Working your way through college was once a time-honored tradition, but with today’s sky-high tuition, who can do that?
The concept may be making a comeback as more companies begin offering college tuition benefits for their employees. Chipotle Mexican Grill is the latest company to introduce what it calls “debt-free degrees” for eligible employees.
Chipotle says it is expanding its current Chipotle Cultivate Education benefits program that has provided company employees with more than $20 million in tuition assistance over the last two years.
Under the expansion, Chipotle says it will cover 100 percent of tuition costs for 75 different business and technology degrees and provide the assistance upfront, not through reimbursement.
Four months on the job
To qualify, an employee must have been on the job for at least 120 days. After that, they are eligible to seek degrees from non-profit and accredited universities such as the University of Arizona, Bellevue University, Brandman University, Southern New Hampshire University, and Wilmington University.
The program is being administered through Guild Education, an education benefits company.

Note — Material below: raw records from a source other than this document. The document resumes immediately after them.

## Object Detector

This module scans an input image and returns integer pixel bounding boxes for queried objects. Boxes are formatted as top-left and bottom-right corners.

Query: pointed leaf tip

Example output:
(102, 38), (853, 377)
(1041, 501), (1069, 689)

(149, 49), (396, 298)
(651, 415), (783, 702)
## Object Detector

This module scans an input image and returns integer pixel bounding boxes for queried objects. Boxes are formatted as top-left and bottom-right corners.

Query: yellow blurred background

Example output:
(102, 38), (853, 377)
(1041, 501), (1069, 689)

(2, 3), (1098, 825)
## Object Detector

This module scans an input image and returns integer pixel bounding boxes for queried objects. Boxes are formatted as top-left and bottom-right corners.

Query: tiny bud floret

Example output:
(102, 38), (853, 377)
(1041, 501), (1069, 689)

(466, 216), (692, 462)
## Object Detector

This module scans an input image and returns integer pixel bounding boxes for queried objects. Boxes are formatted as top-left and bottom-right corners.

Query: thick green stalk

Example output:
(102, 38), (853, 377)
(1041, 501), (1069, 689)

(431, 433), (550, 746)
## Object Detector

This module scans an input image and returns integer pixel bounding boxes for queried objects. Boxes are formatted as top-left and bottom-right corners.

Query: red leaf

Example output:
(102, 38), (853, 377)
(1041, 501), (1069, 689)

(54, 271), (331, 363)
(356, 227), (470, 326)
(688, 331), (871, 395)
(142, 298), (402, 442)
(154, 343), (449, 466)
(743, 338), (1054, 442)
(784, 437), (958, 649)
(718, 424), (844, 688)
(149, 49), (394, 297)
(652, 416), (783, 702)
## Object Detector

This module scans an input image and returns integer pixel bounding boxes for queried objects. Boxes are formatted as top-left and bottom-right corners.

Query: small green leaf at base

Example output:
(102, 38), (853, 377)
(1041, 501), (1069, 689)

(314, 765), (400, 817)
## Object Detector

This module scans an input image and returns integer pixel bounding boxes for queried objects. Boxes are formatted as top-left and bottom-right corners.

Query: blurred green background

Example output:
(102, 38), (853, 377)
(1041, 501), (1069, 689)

"This expansion of Chipotle's Cultivate Education benefits program to cover 100 percent tuition costs upfront for degrees in business and technology represents the company's commitment to upskilling its workforce and helping employees achieve their professional goals," said Rachel Carlson, Guild Education CEO & co-founder.
"We are thrilled to partner with Chipotle as they continue to lead the way in the fast-casual industry for enhancing the employee experience with best-in-class benefits."
Starbucks’ tuition reimbursement
A growing number of companies whose workforces include a large number of young, entry-level, and often minimum wage workers have taken the step of providing financial assistance for education.
In 2015, Starbucks introduced a tuition reimbursement program for its employees who wanted to complete their college education. The program provides 100 percent tuition coverage for the last two years of school in Arizona State University’s online curriculum. The program is open to full-time and part-time employees who work at least 20 hours a week.
For students who have already run up some student loan debt, there is also a growing number of employers willing to help. As we reported previously, more corporations are making student loan repayment an optional employee benefit.
At the time, 73 percent of major corporations surveyed by Challenger, Gray, & Christmas either offered or planned to offer a student loan repayment package.